Whether it’s writing papers or starting a tech business, the key is to solve problems that others cannot solve. I won’t follow the crowd into those highly competitive fields where everyone else has already thought of and can solve the problems.
Research taste is the ability to judge trends and predict the future
Metaphysically speaking, research taste is the ability to judge trends and predict the future.
It sounds unreliable to predict the future, but the essence of many things is about predicting the future:
- The working principle of large models is to predict the next token. Given a sentence, predict what the next word is. For example, “The capital of China is”, the next word is likely “Beijing”. All propositions can be organized in the form of fill-in-the-blank questions, so the ability to predict the next word implies general intelligence.
- The purpose of science is to discover a set of rules to predict what will happen in a given scenario. For example, if you pick up an apple and let go, will the apple fall to the ground or fly upwards? Having the ability to predict the future is also an important criterion for distinguishing science from pseudoscience.
- The essence of investing is predicting how much money the subject will make in the future. For instance, 10 years ago, the consensus in the AI community was that computing power is one of the three pillars of AI, so NVIDIA’s stock was bound to rise, but no one expected it to increase by 100 times.
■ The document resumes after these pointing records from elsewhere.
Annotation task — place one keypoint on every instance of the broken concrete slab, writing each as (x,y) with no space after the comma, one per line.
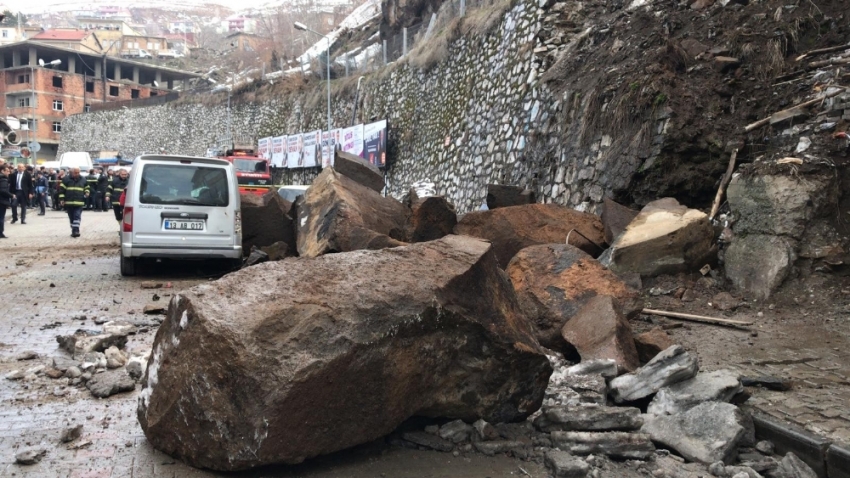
(664,238)
(708,432)
(511,229)
(667,368)
(716,386)
(338,214)
(600,331)
(586,418)
(554,281)
(623,445)
(505,196)
(359,170)
(438,322)
(758,264)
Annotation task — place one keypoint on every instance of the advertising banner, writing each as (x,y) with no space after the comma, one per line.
(310,151)
(279,151)
(375,143)
(352,140)
(293,151)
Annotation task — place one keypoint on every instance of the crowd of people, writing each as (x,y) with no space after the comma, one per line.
(27,187)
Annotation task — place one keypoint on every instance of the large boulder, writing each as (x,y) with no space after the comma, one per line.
(600,331)
(554,281)
(665,238)
(505,196)
(757,264)
(265,221)
(336,351)
(512,229)
(338,214)
(360,170)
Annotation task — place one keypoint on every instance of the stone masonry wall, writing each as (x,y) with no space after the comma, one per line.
(480,116)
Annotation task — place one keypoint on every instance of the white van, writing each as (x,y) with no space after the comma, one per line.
(181,207)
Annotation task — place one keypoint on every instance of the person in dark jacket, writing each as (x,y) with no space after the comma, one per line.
(119,183)
(5,196)
(73,193)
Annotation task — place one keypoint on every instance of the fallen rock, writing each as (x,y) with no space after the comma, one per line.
(505,196)
(599,331)
(708,432)
(588,418)
(85,341)
(651,343)
(511,229)
(563,465)
(615,219)
(265,221)
(667,368)
(554,281)
(665,238)
(717,386)
(109,383)
(437,333)
(623,445)
(359,170)
(338,214)
(758,264)
(430,218)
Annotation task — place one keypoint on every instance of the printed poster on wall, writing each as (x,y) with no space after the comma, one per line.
(263,146)
(279,151)
(293,151)
(330,143)
(310,151)
(352,140)
(375,143)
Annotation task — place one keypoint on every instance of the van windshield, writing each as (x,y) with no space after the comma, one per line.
(184,185)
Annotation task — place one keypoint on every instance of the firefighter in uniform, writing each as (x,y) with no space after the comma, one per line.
(116,187)
(73,194)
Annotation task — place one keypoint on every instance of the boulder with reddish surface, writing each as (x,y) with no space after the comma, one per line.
(665,238)
(651,343)
(338,214)
(599,331)
(554,281)
(360,170)
(265,221)
(615,218)
(430,218)
(336,351)
(505,196)
(512,229)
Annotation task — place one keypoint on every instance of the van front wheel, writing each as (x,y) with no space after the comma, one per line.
(128,266)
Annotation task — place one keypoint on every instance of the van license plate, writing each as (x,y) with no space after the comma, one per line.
(185,225)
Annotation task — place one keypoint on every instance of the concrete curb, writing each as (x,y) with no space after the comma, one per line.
(825,458)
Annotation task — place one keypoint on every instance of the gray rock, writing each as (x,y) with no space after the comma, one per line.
(428,441)
(588,418)
(792,466)
(708,432)
(109,383)
(667,368)
(605,367)
(758,264)
(717,386)
(614,444)
(563,465)
(456,431)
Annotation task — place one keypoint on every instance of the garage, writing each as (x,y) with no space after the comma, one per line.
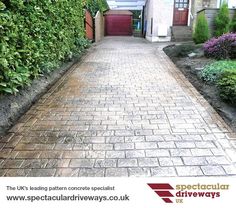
(118,23)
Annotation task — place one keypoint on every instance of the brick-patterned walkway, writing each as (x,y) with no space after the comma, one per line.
(125,110)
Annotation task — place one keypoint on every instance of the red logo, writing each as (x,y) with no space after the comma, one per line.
(163,191)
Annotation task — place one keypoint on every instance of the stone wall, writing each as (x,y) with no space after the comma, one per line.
(99,26)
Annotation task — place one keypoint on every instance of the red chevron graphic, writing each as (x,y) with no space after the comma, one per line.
(162,190)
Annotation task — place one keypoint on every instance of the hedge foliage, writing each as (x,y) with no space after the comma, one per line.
(227,86)
(96,5)
(222,20)
(35,37)
(201,32)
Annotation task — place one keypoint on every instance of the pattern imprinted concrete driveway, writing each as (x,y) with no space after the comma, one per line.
(125,110)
At the end of last year, the consensus in the Web3 community was that Web3 would be popular in 2024-2025, when Bitcoin was only $25,000, and now it’s close to $70,000.
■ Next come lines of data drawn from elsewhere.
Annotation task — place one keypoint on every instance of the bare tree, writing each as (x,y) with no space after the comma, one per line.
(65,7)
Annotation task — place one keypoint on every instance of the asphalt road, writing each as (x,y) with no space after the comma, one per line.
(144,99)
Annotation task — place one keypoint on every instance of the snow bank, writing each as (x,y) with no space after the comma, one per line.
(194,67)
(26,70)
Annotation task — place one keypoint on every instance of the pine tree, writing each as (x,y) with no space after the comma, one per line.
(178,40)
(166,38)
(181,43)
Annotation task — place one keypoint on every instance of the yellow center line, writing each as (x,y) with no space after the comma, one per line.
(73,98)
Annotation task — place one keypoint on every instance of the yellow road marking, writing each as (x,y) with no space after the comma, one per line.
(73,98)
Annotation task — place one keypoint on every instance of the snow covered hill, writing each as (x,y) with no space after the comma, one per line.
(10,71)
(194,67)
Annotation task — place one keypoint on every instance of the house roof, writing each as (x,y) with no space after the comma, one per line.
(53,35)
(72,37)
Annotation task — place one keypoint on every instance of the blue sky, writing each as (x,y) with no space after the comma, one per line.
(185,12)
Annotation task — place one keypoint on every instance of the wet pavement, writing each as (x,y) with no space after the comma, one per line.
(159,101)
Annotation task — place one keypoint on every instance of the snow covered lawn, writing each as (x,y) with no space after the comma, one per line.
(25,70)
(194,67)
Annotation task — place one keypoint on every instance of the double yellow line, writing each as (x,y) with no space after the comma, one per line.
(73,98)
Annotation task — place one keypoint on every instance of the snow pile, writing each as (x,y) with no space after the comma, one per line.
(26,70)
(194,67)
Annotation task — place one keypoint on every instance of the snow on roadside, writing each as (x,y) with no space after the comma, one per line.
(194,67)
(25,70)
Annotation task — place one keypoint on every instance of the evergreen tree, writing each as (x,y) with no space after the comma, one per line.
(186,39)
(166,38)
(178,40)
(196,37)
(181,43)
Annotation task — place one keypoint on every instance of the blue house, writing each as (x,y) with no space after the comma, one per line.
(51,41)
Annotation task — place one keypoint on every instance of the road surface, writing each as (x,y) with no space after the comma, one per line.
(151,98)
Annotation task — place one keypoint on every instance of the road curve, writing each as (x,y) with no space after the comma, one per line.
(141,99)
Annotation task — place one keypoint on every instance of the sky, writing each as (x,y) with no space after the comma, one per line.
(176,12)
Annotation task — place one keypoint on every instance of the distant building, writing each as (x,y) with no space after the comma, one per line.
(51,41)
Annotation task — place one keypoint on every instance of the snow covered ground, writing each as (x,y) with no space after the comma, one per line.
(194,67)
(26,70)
- The fate of an individual and a company largely depends on the course of history itself, and the essence of making choices is predicting the future.
As you can see, research taste is a scarce ability. Most people think predicting the future is unreliable because most people do not have the ability to predict the future. However, leading scientists and successful entrepreneurs have far superior abilities to judge trends and predict the future.
Some might say, isn’t this survivorship bias, where those who bet right become leading scientists and successful entrepreneurs, and those who bet wrong are seen as lacking ability? To answer this, one only needs to look at the trend judgments and future predictions made by leading scientists and successful entrepreneurs 10 years ago and see how many of these predictions have come true. Although I don’t have data or research results to support this, I believe that successful people have a stronger ability to predict the future than the average person.